A avaliação é do economista Carlos Henrique Corseuil que apresentou nesta quinta-feira (23) a análise do Instituto de Pesquisa Econômica Aplicada (Ipea) sobre dados do mercado de trabalho compilados pelo Instituto Brasileiro de Geografia e Estatística (IBGE) no ano passado.

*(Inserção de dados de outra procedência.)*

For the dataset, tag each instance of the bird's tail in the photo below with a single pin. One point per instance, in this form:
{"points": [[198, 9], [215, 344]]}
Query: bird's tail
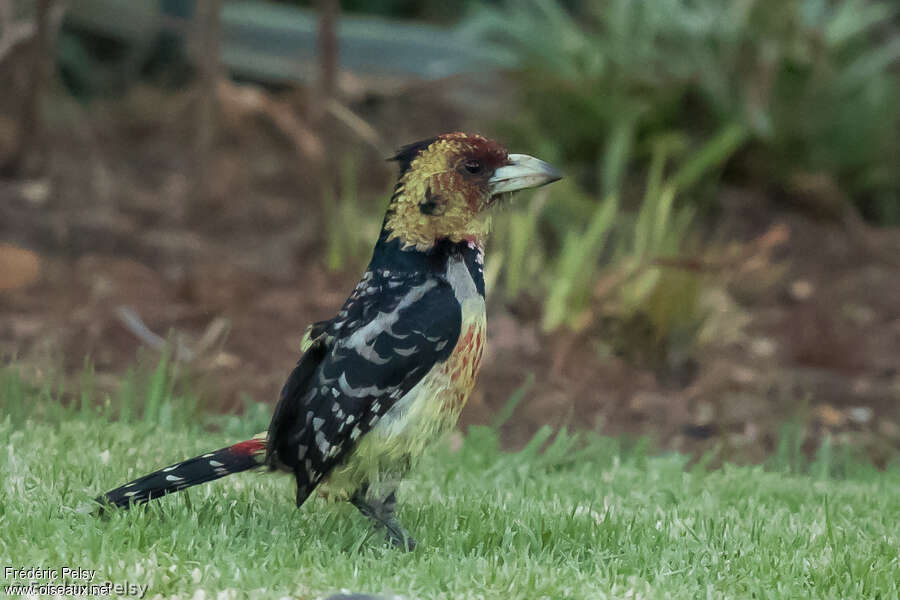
{"points": [[200, 469]]}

O documento mostra que entre 2008 e 2009 a participação de mulheres entre os ocupados e desocupados, a População Economicamente Ativa (PEA), passou de 48,8% para 49,7%, enquanto a participação dos homens se manteve estável desde 2008, em 69,9%.

“Em época de crises, é comum observar outros membros dos domicílios indo complementar a renda. Uma mulher que não tinha uma ocupação porque eventualmente não precisava, no momento de crise, passou a procurar uma”, afirmou o economista.

O aumento de mulheres na PEA também contribuiu para o crescimento do contingente de desocupados no país, que não foram totalmente absorvidos pelo mercado de trabalho no período. Dessa forma, a taxa de desemprego fechou o ano em 9,1% – a maior desde 2005.

Por outro lado, segundo o Ipea, 715 mil pessoas incrementaram a população ocupada em 2009, que fechou o ano em 86,7 milhões de trabalhadores, um aumento de 0,8% em relação a 2009. O número absoluto está abaixo da média, que é de 1 milhão de trabalhadores a mais por ano.

“Esta diminuição do ritmo de crescimento da população ocupada parece ser reflexo da crise financeira de 2008-2009”, reforça o comunicado, informando que, no ano passado, foi registrado o menor aumento da década da taxa de crescimento dos ocupados. Em média, entre 2001 e 2009, o avanço do indicador foi de 2,3% ao ano.